Concernant l'Ukraine, j'ose espérer que la France ne commettra pas la même erreur qu'en 1853, lors de la première guerre de Crimée, où nous sommes partis faire la guerre à la demande des Anglais dans un conflit qui ne nous intéressait en rien. Nous n'avions aucun intérêt — ni politique, ni économique, ni de quelque nature que ce soit — à aller faire cette guerre. Nous l'avons faite uniquement pour servir les intérêts de la Couronne britannique, de manière absurde, dans une guerre qui ne nous a strictement rien rapporté, mais qui empêchait la Russie de contrôler les Dardanelles, le Bosphore et d'assurer sa sécurité sur le flanc sud de son empire.
Sputnik: Pendant de nombreuses années, le Front National était représenté par vous aussi bien que par d'autres figures. Comptez reprendre du service ou bien vous réservez-vous pour l'observation politique?

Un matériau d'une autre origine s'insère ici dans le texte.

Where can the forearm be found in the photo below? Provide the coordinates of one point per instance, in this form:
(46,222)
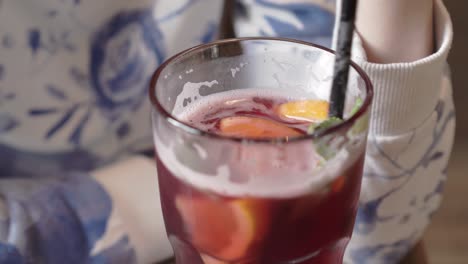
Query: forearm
(396,30)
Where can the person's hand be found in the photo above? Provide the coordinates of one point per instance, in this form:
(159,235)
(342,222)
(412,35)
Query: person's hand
(396,30)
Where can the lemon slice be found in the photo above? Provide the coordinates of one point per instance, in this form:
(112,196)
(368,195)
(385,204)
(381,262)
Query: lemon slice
(254,127)
(306,110)
(226,230)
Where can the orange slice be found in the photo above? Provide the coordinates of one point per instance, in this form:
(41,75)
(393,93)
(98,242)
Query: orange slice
(210,260)
(224,230)
(254,127)
(306,110)
(338,184)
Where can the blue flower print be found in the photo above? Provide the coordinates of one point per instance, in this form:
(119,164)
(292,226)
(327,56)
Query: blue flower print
(124,53)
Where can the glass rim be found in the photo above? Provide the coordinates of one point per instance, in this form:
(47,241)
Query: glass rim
(346,124)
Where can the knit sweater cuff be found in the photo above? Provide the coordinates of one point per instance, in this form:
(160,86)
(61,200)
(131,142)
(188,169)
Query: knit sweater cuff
(407,93)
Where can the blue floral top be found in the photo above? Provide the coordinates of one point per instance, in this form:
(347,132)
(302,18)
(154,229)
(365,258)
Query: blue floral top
(73,97)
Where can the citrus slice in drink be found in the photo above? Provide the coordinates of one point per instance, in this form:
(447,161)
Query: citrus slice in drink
(255,127)
(305,110)
(210,260)
(226,230)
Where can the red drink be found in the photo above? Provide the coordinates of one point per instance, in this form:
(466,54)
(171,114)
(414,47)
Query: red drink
(300,218)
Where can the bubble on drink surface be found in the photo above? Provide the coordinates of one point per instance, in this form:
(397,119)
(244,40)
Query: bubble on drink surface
(250,169)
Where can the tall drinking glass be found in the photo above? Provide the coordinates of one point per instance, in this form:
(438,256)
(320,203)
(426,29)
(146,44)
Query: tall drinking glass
(281,196)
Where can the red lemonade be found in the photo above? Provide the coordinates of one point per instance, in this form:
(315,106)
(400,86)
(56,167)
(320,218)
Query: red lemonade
(304,216)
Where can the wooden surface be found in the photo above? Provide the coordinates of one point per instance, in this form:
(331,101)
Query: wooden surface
(416,256)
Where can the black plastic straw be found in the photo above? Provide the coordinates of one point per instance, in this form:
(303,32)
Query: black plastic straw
(343,58)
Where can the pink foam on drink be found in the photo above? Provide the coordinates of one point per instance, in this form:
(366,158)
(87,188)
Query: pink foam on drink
(256,169)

Emmanuel Leroy: Je crois arriver à un certain âge et je crois avoir déjà beaucoup donné dans le domaine politique, si on fait appel à moi, mais je me crois vraisemblablement plus utile aux idées que je défends en tentant d'établir des passerelles entre différents cénacles, entre différents groupes d'intérêts, intellectuels, économiques ou autres. Il me parait beaucoup plus intéressant aujourd'hui d'établir des passerelles entre des mondes qui ne se rencontrent pas et d'essayer de faire ce que font un petit peu les Anglo-Saxons de manière beaucoup plus réussie: ce qu'ils appellent le soft-power; c'est-à-dire de tenter de mettre en place des mécanismes, des organisations, qui font passer des idées de manière pacifique, mais qui produisent des effets sur le long terme, qui peuvent être bénéfiques dans l'intérêt des peuples. Je me sens plus à même de travailler dans ce domaine-là plutôt que dans le domaine politique traditionnel qui est très preneur de temps et avec des résultats souvent très minimes.